2. Background filter: Remove spots below background cutoff. A spot is removed if ch1 intensity is less than ch1 background cutoff and ch2 intensity is less than ch2 background cutoff. The default cutoff is the median of the background intensity distribution. This can be changed at runtime using --bgpct, or turned off completely with --nobgfilter. After this point the program only works on the two foreground channels.

3. Mean center the intensity histogram of each channel.

4. Correct for dye-intensity bias using lowess.

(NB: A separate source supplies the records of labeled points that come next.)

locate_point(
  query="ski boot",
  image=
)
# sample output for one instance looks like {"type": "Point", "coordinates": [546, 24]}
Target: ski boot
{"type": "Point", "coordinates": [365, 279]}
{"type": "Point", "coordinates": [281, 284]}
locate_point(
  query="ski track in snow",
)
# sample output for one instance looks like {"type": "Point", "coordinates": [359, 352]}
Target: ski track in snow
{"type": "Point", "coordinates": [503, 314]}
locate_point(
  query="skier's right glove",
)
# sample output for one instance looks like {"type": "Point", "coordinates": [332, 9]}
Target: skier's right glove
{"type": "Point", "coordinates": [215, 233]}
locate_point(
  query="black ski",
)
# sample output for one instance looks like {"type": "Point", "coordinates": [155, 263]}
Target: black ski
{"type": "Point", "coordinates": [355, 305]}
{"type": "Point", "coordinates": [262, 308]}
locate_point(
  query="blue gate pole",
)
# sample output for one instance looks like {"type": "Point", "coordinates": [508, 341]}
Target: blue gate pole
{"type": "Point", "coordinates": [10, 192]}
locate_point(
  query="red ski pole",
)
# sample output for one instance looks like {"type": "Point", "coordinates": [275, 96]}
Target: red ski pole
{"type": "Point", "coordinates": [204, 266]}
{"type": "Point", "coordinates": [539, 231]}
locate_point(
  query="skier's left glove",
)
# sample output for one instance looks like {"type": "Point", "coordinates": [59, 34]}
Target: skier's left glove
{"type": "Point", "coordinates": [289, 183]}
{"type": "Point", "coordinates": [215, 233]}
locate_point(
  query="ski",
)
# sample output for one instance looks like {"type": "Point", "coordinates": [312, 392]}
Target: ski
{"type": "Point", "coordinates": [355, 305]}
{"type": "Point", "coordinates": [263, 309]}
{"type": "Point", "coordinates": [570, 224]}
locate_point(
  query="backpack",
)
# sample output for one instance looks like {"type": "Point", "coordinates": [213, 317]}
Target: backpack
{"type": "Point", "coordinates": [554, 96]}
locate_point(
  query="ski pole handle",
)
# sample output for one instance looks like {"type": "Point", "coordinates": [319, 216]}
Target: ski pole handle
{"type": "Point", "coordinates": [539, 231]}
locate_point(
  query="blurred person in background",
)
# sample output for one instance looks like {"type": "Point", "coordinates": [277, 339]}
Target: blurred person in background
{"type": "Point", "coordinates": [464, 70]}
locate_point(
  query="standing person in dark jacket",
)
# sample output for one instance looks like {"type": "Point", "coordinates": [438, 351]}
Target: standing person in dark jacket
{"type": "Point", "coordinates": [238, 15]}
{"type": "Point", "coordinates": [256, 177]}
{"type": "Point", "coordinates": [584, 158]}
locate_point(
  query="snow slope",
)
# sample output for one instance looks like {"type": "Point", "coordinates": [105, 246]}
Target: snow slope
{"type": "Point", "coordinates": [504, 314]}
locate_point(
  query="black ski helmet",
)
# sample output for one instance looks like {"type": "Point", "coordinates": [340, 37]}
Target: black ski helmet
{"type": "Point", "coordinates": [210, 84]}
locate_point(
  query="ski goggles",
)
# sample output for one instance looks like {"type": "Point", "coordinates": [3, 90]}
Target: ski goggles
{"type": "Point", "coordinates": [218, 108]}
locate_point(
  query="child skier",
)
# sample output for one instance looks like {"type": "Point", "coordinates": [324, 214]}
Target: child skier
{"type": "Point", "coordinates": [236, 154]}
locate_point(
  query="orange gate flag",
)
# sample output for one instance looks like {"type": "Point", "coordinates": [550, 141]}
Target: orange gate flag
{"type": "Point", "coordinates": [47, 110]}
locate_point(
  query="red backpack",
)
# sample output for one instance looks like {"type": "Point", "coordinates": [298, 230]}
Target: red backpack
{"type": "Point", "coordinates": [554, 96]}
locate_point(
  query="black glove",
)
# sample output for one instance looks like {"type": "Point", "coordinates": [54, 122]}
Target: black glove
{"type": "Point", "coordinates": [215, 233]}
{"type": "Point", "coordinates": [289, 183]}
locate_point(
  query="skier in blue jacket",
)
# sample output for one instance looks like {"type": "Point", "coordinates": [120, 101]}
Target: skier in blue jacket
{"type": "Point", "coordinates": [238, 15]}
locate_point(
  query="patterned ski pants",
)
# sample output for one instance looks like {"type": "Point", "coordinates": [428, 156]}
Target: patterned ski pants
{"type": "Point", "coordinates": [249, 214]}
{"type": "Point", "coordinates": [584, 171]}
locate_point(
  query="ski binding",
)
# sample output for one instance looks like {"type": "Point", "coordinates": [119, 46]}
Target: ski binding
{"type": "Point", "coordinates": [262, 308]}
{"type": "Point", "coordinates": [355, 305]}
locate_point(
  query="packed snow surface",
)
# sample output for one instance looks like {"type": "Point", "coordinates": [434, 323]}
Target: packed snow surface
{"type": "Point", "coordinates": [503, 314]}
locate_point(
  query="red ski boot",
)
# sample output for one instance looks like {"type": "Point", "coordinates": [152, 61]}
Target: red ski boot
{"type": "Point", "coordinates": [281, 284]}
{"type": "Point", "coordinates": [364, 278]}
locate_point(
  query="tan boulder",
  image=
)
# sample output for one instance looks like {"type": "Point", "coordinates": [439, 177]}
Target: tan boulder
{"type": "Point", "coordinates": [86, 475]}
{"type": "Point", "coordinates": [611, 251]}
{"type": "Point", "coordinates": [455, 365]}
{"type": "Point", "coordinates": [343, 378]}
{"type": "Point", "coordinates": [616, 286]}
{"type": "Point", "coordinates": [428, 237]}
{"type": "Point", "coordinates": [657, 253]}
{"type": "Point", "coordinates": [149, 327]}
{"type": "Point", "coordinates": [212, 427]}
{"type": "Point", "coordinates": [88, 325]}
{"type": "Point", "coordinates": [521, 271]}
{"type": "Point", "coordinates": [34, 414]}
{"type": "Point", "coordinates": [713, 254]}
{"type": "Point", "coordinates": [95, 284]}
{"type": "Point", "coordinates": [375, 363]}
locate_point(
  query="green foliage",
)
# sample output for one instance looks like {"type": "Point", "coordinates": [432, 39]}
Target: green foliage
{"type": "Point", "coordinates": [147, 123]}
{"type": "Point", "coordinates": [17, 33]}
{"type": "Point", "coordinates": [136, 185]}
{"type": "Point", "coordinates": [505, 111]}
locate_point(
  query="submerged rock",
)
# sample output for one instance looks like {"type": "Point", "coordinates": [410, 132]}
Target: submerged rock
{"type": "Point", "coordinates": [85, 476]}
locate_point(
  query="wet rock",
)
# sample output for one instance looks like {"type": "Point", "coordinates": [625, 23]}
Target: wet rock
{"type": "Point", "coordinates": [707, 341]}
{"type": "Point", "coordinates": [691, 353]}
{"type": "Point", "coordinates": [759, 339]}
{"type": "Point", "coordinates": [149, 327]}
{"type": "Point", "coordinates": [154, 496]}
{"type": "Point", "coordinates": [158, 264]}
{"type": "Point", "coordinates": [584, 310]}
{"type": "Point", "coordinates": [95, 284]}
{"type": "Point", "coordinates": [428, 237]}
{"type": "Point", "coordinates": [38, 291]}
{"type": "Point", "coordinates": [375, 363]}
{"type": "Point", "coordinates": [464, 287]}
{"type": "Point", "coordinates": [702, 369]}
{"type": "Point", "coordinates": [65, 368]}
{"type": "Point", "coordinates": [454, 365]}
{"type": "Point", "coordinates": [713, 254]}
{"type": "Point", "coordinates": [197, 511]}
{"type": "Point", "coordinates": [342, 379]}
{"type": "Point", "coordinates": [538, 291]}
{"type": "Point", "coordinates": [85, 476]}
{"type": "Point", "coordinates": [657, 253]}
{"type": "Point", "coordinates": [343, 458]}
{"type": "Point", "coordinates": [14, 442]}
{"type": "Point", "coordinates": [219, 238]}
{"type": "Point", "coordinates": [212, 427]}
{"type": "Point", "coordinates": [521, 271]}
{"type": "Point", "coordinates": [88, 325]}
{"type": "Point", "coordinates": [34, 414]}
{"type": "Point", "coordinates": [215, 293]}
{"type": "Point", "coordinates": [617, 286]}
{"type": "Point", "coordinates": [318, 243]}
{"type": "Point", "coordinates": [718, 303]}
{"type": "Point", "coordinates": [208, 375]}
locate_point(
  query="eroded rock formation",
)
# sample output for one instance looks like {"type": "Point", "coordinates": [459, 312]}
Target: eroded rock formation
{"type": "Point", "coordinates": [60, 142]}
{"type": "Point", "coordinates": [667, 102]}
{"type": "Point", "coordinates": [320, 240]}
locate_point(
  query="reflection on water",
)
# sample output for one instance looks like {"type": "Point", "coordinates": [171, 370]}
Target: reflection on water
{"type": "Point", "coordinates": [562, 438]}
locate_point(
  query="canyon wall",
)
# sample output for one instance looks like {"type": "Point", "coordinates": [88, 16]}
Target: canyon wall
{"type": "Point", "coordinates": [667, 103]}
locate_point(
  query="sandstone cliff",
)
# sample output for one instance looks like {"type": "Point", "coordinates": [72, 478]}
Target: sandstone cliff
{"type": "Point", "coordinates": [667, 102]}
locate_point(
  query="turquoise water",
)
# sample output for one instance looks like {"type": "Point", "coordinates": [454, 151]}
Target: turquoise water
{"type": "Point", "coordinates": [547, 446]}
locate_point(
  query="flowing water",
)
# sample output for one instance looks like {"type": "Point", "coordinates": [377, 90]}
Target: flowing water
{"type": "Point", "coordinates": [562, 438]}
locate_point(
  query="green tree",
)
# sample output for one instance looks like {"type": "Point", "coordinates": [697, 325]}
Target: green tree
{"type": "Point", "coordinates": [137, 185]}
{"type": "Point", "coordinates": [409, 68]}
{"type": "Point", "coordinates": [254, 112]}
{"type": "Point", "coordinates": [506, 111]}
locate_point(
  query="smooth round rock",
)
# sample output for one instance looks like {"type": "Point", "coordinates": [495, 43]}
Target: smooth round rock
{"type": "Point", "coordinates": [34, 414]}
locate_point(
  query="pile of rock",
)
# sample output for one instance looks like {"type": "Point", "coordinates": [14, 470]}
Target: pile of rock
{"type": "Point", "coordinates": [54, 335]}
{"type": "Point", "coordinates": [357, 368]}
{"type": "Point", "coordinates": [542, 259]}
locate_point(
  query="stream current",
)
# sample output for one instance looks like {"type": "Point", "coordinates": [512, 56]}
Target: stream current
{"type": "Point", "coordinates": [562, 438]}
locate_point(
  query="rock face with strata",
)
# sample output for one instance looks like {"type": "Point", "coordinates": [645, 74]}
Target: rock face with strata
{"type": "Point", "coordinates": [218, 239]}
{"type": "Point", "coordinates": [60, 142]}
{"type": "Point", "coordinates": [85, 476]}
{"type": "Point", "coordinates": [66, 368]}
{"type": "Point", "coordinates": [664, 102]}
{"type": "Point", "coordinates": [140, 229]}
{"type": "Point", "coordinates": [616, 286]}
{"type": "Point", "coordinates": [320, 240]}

5. Correct for relative intensity (location) differences by subtracting half the median of log ratios from ch1 and adding half the median of log ratios to ch2.

6. Within slide normalization: scale the red channel to match green channel using linear regression.

7. Filter genes with high replicate variance. As a quality control check, we want the replicates of each unique oligo to have a comparable intensity on each channel. Thus a gene’s is discarded if the variance of its repliate normalized values on either channel exceed a threshold of 2 standard deviations of the intensity range of all spots on the current slide.

8. Average the replicate spot values for each unique oligo per channel. To maximize the recovery of gene data, the replicate spot values of each unique oligo from an individual channel are averaged. E.g., if an oligo has two replicate spots, with two data points on the red channel, these are averaged into one. If this oligo has one “NA” and one data point, the single data point is used.

9. Compute log ratios by taking difference of paired values from each channel.

10. Between slide normalization: Scale all log ratio distributions by regressing against an ideal random normal distribution, N(0,1.5).

11. Median center log ratio distribution for each slide. This removes any location shift due to non-zero intercepts estimated in the regression normalization.

12. Average technical replicate data vectors (group by (strain, stage) pairs), as well as any further arbitrary grouping specified using the —group flag (e.g. average all slides with the same cDNA processing date).